It’s better to err on the side of providing too much information about your study plans to the Immigration Officer in order to secure your visa.
Angelo was always drawn to the Arts. He finished his undergraduate degree in Humanities and dabbled for many years in various artistic roles. He had some experience working in television, radio, and theatre, but he always wanted to try more. He then ventured into some still photography. His work was so engaging that he started receiving invitations to host talks, present his work, and teach. He travelled extensively all over the world and shared his talent with those eager to see it.
As Angelo’s professional career grew he realized that he wanted to explore other artistic paths. He searched for the right study program to fit his aspirations, and found one in Canada. It was very different from anything he pursued before, yet with his usual enthusiasm he managed to get accepted into the Canadian college.
Angelo applied for a study visa on his own and was refused. Immigration Canada was not satisfied that Angelo was a tue student in light of his previous work experience and his potential work prospects after graduation. Devastated, Angelo applied again with some explanations about why he wanted to attend this Canadian college. Once again, he received a rejection of his visa.
Since Angelo (as many other artists) always worked as a freelancer, he did not have a consistent employment history. His income was also sporadic and varied based on the contracts he would sign. Immigration Canada was not sure that Angelo would have reasons to return back home as he did not have a permanent salaried job.

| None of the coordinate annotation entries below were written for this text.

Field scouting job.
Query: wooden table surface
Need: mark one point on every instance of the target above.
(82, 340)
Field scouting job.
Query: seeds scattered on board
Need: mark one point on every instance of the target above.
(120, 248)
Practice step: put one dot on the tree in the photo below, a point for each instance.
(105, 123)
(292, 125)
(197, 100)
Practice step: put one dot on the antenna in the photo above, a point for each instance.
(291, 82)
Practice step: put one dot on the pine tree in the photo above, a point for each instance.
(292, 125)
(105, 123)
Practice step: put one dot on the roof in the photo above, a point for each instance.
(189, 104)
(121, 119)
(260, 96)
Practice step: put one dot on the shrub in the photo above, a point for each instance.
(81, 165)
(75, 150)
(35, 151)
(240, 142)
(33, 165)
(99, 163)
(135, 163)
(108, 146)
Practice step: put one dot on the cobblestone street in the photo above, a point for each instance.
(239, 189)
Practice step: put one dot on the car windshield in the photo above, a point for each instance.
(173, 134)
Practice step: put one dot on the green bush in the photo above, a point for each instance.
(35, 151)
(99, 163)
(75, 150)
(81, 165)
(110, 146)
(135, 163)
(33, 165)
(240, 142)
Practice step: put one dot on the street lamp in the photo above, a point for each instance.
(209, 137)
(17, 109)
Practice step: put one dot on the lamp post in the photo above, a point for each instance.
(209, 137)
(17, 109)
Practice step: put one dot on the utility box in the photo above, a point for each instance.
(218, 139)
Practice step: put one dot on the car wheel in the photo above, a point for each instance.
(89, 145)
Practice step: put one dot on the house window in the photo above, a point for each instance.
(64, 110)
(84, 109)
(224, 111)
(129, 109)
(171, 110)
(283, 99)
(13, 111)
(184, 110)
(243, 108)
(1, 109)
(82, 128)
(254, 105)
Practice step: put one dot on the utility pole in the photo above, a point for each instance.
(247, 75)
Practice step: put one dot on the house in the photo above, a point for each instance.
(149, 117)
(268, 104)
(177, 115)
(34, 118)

Angelo came to Legally Canadian with a request to help him with his Motivational letter. Angelo already requested a copy of his ATIP file to understand the reasons for the visa refusals. This ATIP helped us to tailor his Motivational letter about his reasons for coming to study in Canada. We helped Angelo by: a) detailing the purpose of his studies (since his chosen program was very different from his previous career path we helped Angelo to emphasize why he decided to take this new path in his artistic career); b) why he selected this particular institution in Canada and not another one close to his home country, and c) by showing how this education will improve his further career development. Angelo’s motivational letter was more than 10 pages long. We also made recommendations with respect to various supporting documents to strengthen the statements in the motivational letter. As a result, Angelo’s new study permit application answered every previous concern that an immigration officer had about the application in the past.
So what happened?
Angelo is coming to Canada to begin his studies in January. His visa was granted in record time without any further inquiries from Immigration Canada.